It's like 8 different and mostly unrelated disciplines, so, "hardware security", "software security", "vulnerability research", "exploit development", "software reverse engineering", "cryptography engineering", maybe "systems security" if you want to put OS security in a different bucket from software security. And then all the IT and risk management stuff (network security, corporate security, &c). This is off the top of my head. Most of this work is totally unlike QA.
Even the parts of it that are like QA (vulnerability research, say) are pretty unlike QA; the bugs you find in QA tend not to be driven by adversaries, so you get to work with a relaxed set of constraints. QA work is much more process-focussed, about repeatability and coverage, and less about detailed study of how systems work. In hardware and cryptography, the work closer in spirit to vuln research is called "verification".

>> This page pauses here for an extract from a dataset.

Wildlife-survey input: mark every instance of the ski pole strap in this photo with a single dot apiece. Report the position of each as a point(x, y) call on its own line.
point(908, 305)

There's superficial vuln research that any QA person can (and should! but probably doesn't!) do. But if "looking for bugs" is "QA", have fun explaining to people writing Tamarin proofs for protocols that they're just QA engineers.
None of this is to belittle QA work, which is very difficult to do well, and which has its own subfield of ideas and research and tooling and stuff.

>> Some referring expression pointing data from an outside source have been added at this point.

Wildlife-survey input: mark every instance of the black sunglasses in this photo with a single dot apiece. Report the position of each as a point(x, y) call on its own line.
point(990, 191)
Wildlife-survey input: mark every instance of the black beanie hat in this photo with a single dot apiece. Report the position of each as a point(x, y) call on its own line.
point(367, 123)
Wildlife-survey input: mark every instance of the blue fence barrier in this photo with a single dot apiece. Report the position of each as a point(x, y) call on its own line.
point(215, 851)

Yes, it almost doesn't have any meaning at all as a term. It's an umbrella for a bunch of disciplines that are less similar than, say, QA and software development. It can also, as you intuited, kind of be a "tell" for people who aren't thinking seriously about the computer science of security. It isn't automatically, but it pretty clearly is when you're using it in the same breath as "security is just QA". It is the CISSP of terms.